July 15, 2026
Wi-Fight Club
LLM Networking with MikroTik
People are letting AI run their home internet, and the comments are equal parts amazed and terrified
TLDR: One user says AI has become a surprisingly useful helper for setting up internet equipment, as long as you back everything up and double-check every step. In the comments, people were split between excitement over easier setup and panic over weird breakages — with Minecraft becoming the funniest casualty.
A hobbyist says he’s been using AI chatbots to help set up small MikroTik networks — basically the boxes that make homes and offices connect to the internet — and, somehow, it’s mostly been going surprisingly well. His big pitch? Networking is already confusing, so letting a chatbot help is less “magic” and more chaotic intern with good notes. He says the trick is to keep the bot on a tight leash, check every change, save backups, and never trust it blindly. In other words: yes, AI can help wire up your digital life, but also please don’t let it freestyle.
The comments instantly turned this into a full-on group therapy session for people tired of wrestling with internet gear. One crowd was jealous: “Can we get this for Ubiquiti?” and “Wish pfSense had this too,” cried users who want an AI hall monitor to tell them when they’ve done something “stupid, dangerous, or both.” Another group was already living the dream, with one commenter proudly saying AI helped glue two different systems together — before casually dropping the bombshell that one computer now can’t reach a Minecraft server. That tiny detail became the thread’s accidental mascot: the perfect symbol of AI success with one weird mystery attached.
The hottest take? Some users argued this is exactly the kind of thing AI should be good at because the manuals are clean and the commands rarely change. Others waved the caution flag: faster setup is great, but only if humans keep checking the work. The jokes were very online too, from “vibe networking” cringe to the idea that home internet setup has officially entered its messy AI era.
Key Points
- •The article describes using LLMs over the last few months to help configure several small MikroTik-based networks.

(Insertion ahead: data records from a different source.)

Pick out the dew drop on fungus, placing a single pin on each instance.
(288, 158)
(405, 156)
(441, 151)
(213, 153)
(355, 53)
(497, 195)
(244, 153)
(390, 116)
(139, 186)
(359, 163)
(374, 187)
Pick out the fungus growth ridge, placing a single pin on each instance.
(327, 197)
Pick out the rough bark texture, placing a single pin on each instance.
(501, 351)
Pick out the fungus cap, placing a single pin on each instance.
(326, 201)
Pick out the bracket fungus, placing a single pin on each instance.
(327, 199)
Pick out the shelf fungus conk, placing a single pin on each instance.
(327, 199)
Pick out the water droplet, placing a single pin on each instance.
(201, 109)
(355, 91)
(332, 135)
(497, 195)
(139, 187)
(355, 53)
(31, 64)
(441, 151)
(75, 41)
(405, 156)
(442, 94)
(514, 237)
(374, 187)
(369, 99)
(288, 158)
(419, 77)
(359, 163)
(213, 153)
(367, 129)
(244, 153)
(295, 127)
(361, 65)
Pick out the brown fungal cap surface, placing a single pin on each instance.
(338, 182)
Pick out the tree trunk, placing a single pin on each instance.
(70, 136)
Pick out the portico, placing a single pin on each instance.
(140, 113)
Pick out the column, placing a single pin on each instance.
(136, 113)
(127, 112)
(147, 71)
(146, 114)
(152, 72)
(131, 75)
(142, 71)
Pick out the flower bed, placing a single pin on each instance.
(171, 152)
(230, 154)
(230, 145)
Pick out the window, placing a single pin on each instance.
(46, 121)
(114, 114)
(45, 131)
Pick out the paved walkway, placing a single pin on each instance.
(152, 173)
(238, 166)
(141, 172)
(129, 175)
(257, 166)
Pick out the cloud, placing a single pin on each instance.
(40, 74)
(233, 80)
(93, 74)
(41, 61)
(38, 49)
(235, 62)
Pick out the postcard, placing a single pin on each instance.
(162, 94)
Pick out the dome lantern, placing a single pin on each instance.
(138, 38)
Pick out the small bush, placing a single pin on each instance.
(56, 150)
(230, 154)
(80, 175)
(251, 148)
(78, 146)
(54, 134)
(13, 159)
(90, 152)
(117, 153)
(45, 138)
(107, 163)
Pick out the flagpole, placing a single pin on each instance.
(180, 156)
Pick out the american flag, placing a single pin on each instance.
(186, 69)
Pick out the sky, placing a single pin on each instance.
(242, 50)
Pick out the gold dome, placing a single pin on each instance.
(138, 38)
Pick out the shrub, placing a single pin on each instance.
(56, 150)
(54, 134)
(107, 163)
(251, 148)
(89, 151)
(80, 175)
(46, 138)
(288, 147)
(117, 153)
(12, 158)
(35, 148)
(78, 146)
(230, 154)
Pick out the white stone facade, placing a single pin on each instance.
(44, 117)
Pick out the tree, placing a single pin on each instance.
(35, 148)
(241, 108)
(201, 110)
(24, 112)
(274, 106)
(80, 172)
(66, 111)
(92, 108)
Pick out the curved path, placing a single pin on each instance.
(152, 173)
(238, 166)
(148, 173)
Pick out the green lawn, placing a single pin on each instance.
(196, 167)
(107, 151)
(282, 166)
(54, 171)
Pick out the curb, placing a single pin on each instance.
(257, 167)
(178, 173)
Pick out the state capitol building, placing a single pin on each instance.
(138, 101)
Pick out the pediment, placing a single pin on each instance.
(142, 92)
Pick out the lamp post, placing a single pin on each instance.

- •The author says LLMs can accelerate networking work but require close supervision because they can still make mistakes and hallucinate.
- •A preferred practice in the article is using MikroTik’s REST/JSON API instead of SSH for LLM-driven configuration workflows.
- •The author recommends exporting full device configurations before and after every change and keeping them under version control.
- •Additional recommendations include disabling insecure services, using CAPsMAN for Wi‑Fi management, documenting existing network settings before migrations, testing a recovery runbook, and making incremental validated changes.